Mrs. Adams listened thoughtfully. When Polly had finished, she said decidedly,--

"That was rather uncalled for, I think, Polly. Whatever Jean's parents may be, they are really refined people, and Jean is at heart a lady."

"What difference does it make, anyway?" asked Polly impatiently.

"Not so much as most people think," said Mrs. Adams. "If your parents are cultivated people, it helps you to make something of yourself; and whatever teaching you get from them is so much stock in trade, just as money would be, if you were starting in business. If, when you have this start, you don't make the most of it, it shows that you are unworthy of it; and if you become a grand woman without it, then you deserve ever so much more credit than the people who have had everything in their favor. Do you understand me, Polly?"

"Yes, I think I do," said Polly. "And it doesn't make any difference whether we are rich or poor, does it?"

Her mother paused for a moment, as if the question were a hard one to answer. Polly had a way of asking deeper questions than she realized. Mrs. Adams rocked back and forth in silence two or three times; then she said,--

"Yes and no, Polly. Money in itself doesn't make the least bit of difference; but people that have it can make more of themselves,-- I don't say that they do, remember. If Jean didn't have to wash so many dishes nor mend so many stockings, she could give more time to study and reading every year. But, after all, I don't believe she would be half so fine, unselfish a girl as she is now, when she has to give up doing what she likes, to help her mother. It is just the same whether it is money, or family, or a fine mind, or beauty; the more that is given you, the more you are expected to make of it, and the more the shame to you if you neglect it. But we're getting into very deep subjects for so near bed-time. What did Alan come for?"
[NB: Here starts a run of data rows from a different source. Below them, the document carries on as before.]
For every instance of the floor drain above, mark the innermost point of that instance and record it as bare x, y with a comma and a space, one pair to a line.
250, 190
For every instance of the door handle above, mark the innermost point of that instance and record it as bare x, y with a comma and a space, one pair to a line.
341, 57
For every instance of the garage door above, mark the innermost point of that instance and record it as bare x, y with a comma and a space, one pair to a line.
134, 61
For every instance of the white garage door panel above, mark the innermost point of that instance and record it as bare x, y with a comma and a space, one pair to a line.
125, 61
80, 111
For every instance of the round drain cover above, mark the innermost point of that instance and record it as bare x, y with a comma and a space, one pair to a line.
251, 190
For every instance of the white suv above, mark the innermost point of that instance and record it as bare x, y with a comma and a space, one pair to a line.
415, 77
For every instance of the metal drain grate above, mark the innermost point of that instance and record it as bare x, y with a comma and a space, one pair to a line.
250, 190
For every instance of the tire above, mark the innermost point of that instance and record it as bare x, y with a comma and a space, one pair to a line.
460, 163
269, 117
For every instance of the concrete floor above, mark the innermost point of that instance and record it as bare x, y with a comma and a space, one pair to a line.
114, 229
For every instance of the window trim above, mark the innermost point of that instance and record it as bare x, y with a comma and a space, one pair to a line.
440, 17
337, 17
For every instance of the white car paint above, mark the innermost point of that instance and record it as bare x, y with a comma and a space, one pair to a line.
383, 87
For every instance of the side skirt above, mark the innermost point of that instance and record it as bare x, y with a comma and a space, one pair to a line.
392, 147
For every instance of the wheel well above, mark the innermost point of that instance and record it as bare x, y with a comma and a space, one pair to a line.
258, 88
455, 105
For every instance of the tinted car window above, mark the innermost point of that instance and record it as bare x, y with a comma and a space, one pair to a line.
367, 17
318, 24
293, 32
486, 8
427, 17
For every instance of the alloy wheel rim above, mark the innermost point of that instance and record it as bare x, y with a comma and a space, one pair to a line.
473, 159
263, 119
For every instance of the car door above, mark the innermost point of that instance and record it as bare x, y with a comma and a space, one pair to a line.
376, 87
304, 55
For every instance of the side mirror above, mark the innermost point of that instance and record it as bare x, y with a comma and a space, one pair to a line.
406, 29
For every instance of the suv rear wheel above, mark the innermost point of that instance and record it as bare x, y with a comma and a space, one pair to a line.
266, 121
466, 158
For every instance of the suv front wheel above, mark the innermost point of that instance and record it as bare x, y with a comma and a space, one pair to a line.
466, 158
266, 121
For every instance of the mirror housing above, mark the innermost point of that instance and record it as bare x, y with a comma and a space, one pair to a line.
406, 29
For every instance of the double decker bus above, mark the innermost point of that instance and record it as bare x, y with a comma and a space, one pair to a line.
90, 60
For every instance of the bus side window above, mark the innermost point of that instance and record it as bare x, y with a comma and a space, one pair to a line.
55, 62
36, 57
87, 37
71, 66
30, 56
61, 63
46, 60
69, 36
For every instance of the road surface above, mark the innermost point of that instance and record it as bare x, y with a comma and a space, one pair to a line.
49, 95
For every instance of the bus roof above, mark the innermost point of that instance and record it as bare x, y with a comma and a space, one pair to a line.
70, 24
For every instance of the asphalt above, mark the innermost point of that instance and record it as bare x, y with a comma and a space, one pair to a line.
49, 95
"Just to tell me about the girls," said Polly. "He says they're going to have a pony, and everything."

"How well Alan has been, all summer," remarked her mother.

There was a sudden click of the gate-latch, and a tall figure came up the walk.

"Sitting here in the damp, Isabel, and catching your death of cold! I can't afford time to sit around in the dark doing nothing, when I think of all the good that can be done around us." And Aunt Jane stalked past them into the house, and sat down to cut the leaves of the last scientific magazine.

However, though Mrs. Adams did not reply, she had made up her mind that her usual goodnight talk with Polly was far more important than all the clubs in the world, and no words from Aunt Jane could induce her to give up her nightly habit.

CHAPTER V.

TWO MORE GIRLS.

"It does seem as if to-morrow afternoon never would come," Molly was saying, as she and Polly stood leaning on the fence in the early twilight.

"What time will they get here?" Polly asked her.

"Three o'clock, and I just feel as if I couldn't wait, when I think how every minute is bringing them along. It's going to be splendid to have them here. You must come over to see them the very first thing, Polly, for I want them to know my best friend right away."

"I do hope they'll be nice," said Polly thoughtfully.

"Nice!" echoed Molly. "Of course they are. I'll tell you what, Polly, Alan has been running them down to you. He is so queer about it; I should think he'd like to have them come. They're just as pretty as they can be, and boys always like pretty girls."

"Oh, dear," sighed Polly; "how nice it would be to be pretty!"